Pozitif psikolojinin bir başka reçetesi, baskın ilişkilerden kaçınma - travmatizasyon içeren ilişkiler de dahil olmak üzere herhangi bir travmatik durumdan kaçınma - reçetesiyle ilişkilidir. Ancak katılımcıların birbirine zarar vermediği yakın bir ilişki mümkün müdür?

"Emma" adlı makalesinde Lyotard, çocuğun olağanüstü bir felsefi imajını geliştirir.

Çocukluğu, acıya ve travmaya ilk yatkınlık ve yatkınlık olarak yorumlar. Lyotard'a göre çocukluk, yetişkinliğin başlamasıyla sona ermez; bir kırılganlık olarak yetişkinliğe kadar devam eder. Bu nedenle çocukluk, yetişkin yaşamının kurucu bir parçasıdır ve yetişkinin kendisini savunmasız ve travmaya açık hissettiği durumlarda kendini gösterir.

Lyotard'ın felsefesindeki içsel çocuk, pozitif psikoloji tarafından önerilen içsel çocuk kavramından kökten farklıdır. İkincisi, yetişkini içindeki çocuğu iyileştirmeye çağırırken, Lyotard'ın felsefesindeki iç çocuk esasen tedavi edilemezdir, dahası, herhangi bir şifa ve terapinin karşıtı olan bir şeyi sembolize eder; varlığı herhangi bir yakın ilişkinin koşulu olan travmanın ta kendisidir.
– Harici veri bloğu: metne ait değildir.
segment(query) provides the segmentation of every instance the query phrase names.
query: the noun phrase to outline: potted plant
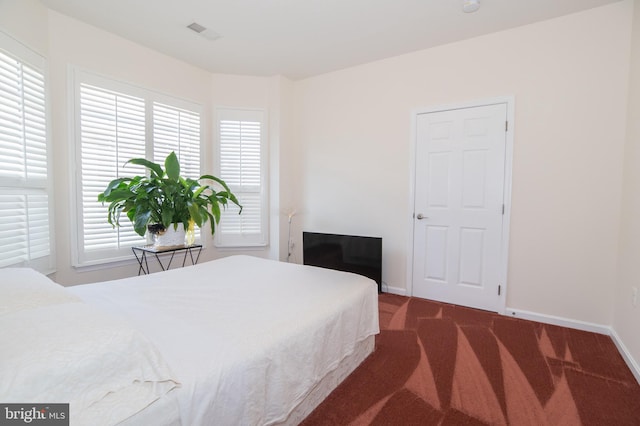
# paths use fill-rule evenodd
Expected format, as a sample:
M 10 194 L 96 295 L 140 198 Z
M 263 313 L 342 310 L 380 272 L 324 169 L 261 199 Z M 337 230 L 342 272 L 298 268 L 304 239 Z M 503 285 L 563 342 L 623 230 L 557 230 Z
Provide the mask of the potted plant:
M 164 170 L 144 158 L 133 158 L 127 164 L 137 164 L 147 168 L 148 175 L 123 177 L 112 180 L 98 195 L 98 201 L 109 203 L 107 219 L 111 225 L 120 226 L 120 215 L 126 213 L 133 223 L 133 229 L 141 236 L 149 227 L 150 232 L 164 234 L 173 229 L 182 229 L 182 240 L 156 241 L 156 245 L 184 244 L 184 230 L 199 227 L 207 220 L 211 222 L 211 235 L 220 222 L 221 209 L 229 201 L 240 207 L 236 196 L 220 178 L 202 175 L 194 180 L 180 176 L 180 163 L 175 152 L 171 152 L 164 162 Z M 210 183 L 207 183 L 209 181 Z M 217 191 L 213 185 L 218 184 Z

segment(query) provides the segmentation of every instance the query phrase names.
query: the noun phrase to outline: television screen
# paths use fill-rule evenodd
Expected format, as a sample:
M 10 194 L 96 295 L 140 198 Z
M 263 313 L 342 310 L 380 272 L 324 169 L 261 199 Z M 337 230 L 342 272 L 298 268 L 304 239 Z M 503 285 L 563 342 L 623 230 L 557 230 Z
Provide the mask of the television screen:
M 364 275 L 382 291 L 382 238 L 305 231 L 302 252 L 305 265 Z

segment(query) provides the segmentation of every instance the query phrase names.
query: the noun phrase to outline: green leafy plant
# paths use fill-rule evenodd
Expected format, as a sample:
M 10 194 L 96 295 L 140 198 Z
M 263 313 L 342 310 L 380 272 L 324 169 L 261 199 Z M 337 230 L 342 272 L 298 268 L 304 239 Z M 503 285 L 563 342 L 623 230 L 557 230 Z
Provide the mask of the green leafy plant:
M 133 223 L 135 231 L 144 236 L 147 225 L 162 225 L 162 229 L 178 223 L 189 228 L 189 221 L 202 226 L 211 222 L 211 235 L 220 223 L 221 209 L 229 202 L 242 206 L 229 186 L 220 178 L 202 175 L 194 180 L 180 176 L 180 162 L 171 152 L 164 162 L 164 170 L 145 158 L 133 158 L 127 164 L 147 168 L 148 175 L 123 177 L 112 180 L 98 195 L 98 201 L 109 203 L 107 219 L 111 225 L 120 226 L 120 215 L 125 213 Z M 211 183 L 207 183 L 211 182 Z M 216 191 L 215 183 L 220 191 Z

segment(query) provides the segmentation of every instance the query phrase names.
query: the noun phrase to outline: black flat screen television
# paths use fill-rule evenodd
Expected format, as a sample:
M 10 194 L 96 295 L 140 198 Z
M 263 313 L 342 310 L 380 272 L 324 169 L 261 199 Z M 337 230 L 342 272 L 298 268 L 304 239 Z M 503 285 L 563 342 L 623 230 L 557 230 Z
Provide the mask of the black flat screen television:
M 364 275 L 382 292 L 382 238 L 304 231 L 302 252 L 305 265 Z

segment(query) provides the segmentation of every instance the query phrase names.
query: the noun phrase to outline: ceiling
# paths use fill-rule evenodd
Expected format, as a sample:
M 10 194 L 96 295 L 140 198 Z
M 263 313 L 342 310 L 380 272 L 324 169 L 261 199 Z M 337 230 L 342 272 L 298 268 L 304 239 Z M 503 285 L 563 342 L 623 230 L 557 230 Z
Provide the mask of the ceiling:
M 214 73 L 296 80 L 619 0 L 480 0 L 475 13 L 462 0 L 41 1 Z

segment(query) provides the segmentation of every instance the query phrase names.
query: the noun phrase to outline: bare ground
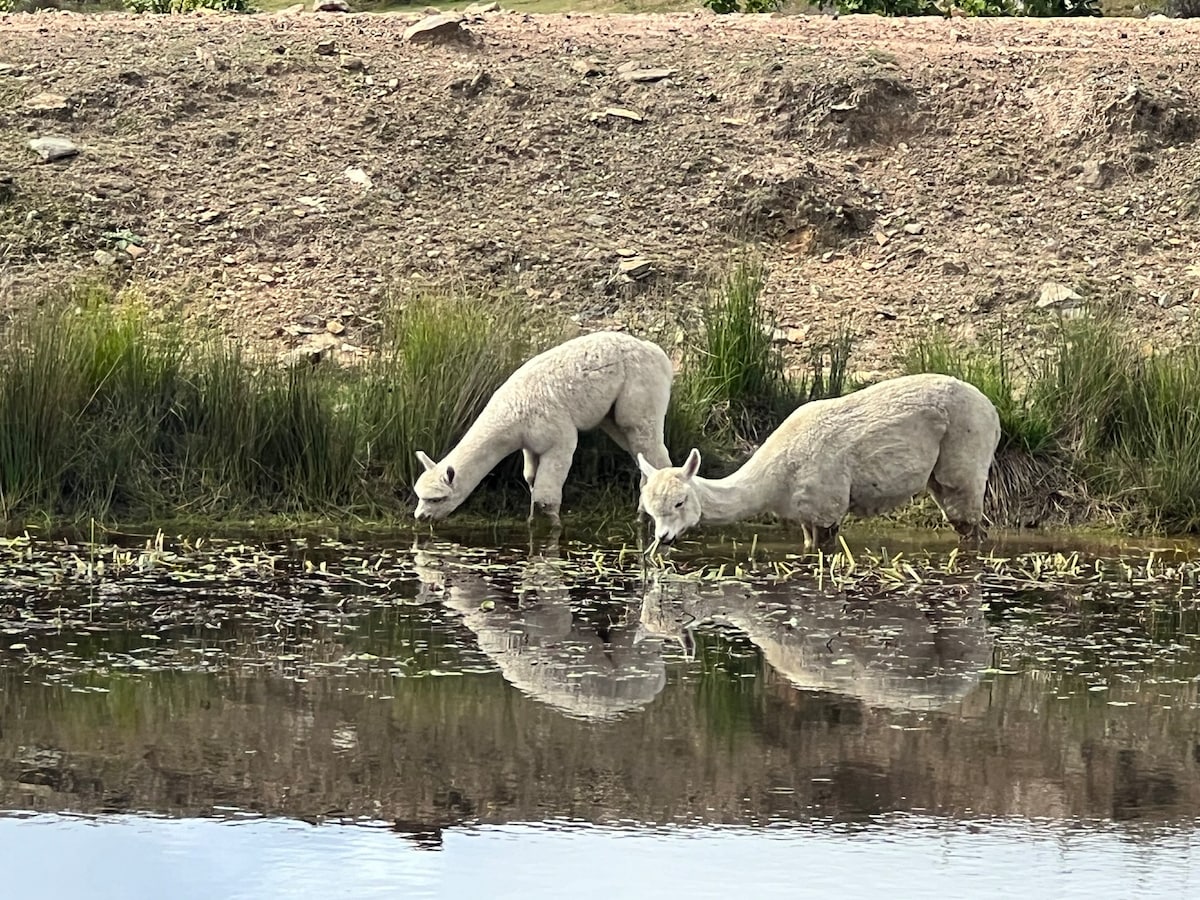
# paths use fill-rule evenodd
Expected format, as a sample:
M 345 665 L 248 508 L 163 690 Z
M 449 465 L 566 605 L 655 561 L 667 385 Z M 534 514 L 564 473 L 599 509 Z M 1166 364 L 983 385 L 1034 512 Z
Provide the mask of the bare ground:
M 1152 346 L 1200 317 L 1200 22 L 416 18 L 0 17 L 5 307 L 116 273 L 259 348 L 357 348 L 422 279 L 686 339 L 749 242 L 781 339 L 848 325 L 860 369 L 936 324 L 1034 346 L 1046 281 Z

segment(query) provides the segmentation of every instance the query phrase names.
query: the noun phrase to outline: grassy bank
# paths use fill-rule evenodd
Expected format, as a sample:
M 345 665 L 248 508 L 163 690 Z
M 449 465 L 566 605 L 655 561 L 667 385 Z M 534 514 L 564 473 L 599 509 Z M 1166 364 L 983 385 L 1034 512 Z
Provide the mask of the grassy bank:
M 812 389 L 784 377 L 760 281 L 745 267 L 714 291 L 706 343 L 685 354 L 677 382 L 675 455 L 699 446 L 728 465 L 733 447 Z M 371 361 L 285 368 L 198 340 L 136 296 L 77 287 L 0 337 L 0 515 L 10 525 L 407 518 L 414 450 L 444 454 L 522 361 L 568 334 L 517 298 L 414 294 L 389 304 Z M 635 477 L 615 445 L 589 435 L 568 502 L 596 505 L 584 497 L 600 493 L 631 509 Z M 527 503 L 514 458 L 467 512 Z
M 798 404 L 856 387 L 848 335 L 789 374 L 762 278 L 753 265 L 734 270 L 680 343 L 668 446 L 676 460 L 701 448 L 710 474 Z M 510 372 L 569 333 L 518 298 L 414 294 L 390 304 L 369 362 L 285 368 L 197 340 L 135 296 L 76 288 L 0 337 L 0 515 L 10 525 L 407 519 L 413 451 L 444 454 Z M 1045 521 L 1057 504 L 1065 518 L 1104 510 L 1130 527 L 1200 530 L 1200 350 L 1147 357 L 1120 334 L 1109 318 L 1064 321 L 1020 377 L 1003 346 L 930 335 L 907 350 L 906 370 L 958 375 L 1000 410 L 994 518 Z M 587 436 L 567 503 L 631 514 L 635 477 L 606 437 Z M 514 457 L 464 514 L 521 515 L 526 504 Z

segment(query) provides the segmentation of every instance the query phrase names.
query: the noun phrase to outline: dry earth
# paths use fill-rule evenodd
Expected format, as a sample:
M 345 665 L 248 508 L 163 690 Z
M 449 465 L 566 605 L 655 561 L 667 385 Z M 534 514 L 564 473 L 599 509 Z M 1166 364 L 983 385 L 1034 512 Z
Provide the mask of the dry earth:
M 848 324 L 858 368 L 935 323 L 1032 345 L 1047 281 L 1155 345 L 1200 317 L 1200 22 L 419 17 L 0 17 L 5 306 L 99 270 L 367 347 L 419 278 L 686 333 L 749 241 L 781 338 Z

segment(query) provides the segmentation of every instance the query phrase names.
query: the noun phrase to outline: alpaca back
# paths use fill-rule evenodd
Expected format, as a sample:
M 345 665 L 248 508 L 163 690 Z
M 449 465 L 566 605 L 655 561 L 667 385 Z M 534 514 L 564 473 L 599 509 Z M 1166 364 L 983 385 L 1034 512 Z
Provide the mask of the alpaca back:
M 673 375 L 671 361 L 658 345 L 622 332 L 595 332 L 527 361 L 496 391 L 484 415 L 531 427 L 553 421 L 587 431 L 611 413 L 631 385 L 669 397 Z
Lyotard'a göre aşk, ancak yetişkinlerin orijinal kalıcılığa başvurdukları zaman mümkündür, başka bir deyişle, "aşk ancak yetişkinler kendilerini çocuk olarak kabul ettikleri sürece vardır." Yakınlık, bir başkasının önünde savunmasızlık ve buna bağlı olarak travmatizasyona açıklık olarak kendini gösterir.

Sadece yakın ilişkiler deneyimi mutlaka travmatik olmakla kalmaz, başka herhangi bir önemli yaşam deneyimi edinme süreci de bu özelliğe sahiptir. Freud'a göre, gelişim sürecinde travmatizasyon kaçınılmazdır. Fiziksel ve zihinsel travma arasında bir paralellik çizerek, "zihinsel travmanın ya da onun hatırasının, içeriye girdikten sonra uzun süre aktif bir faktör olarak kalan yabancı bir cisim gibi davrandığını" savundu. Dolayısıyla travma, vücut tarafından biriktirilemeyen yabancı bir cismin varlığının sonucudur. Psikolojik travma durumunda, yabancı bir cismin analoğu yeni bir deneyimdir, çünkü tanımı gereği eskisinden farklıdır, yani bireyde zaten mevcut olan deneyimdir ve bu nedenle ona yabancıdır, yani şu anlama gelir: onunla acısız bir şekilde tek bir bütün halinde birleşemez.

Şaşırtıcı bir şekilde, travmatik deneyimler, kaçınılabilecek bir şey olarak pişmanlıkla hatırlanma eğilimindedir. Aynı zamanda, erken çocukluktan başlayarak kişinin yeni bir çevre tarafından düzenli olarak travmatize edilmeyeceği, yürümeyi bile öğrenemeyeceği gözden kaçırılmaktadır.

Kendi kendine yeterli, bağımsız ve zarar görmemiş bir kişilik olasılığına dair efsanenin kimden ve neden bu kadar yaygın olduğunu bilmiyorum. Tamamen kendi kendine yetecek, desteğe ihtiyaç duymayacak, kendisine en yakın kişiler tarafından travmatize edilmeyecek ve baskın bir ilişki içinde olmayacak bir insanla henüz tanışmadım.

Hayır, umma bile, ben eşitlikten yanayım ama insanların eşitliğinden yanayım, bir sapmalar, tuhaflıklar, travmalar, bağımsızlık ve aşağılık yumağı olarak anlaşılan ve travmatize olmamış kendi kendine yeterli bireylerin eşitliği için değil. birbirimiz tarafından. Basitçe, ikincisi aptalca ve bu nedenle tehlikeli bir efsane olduğu için.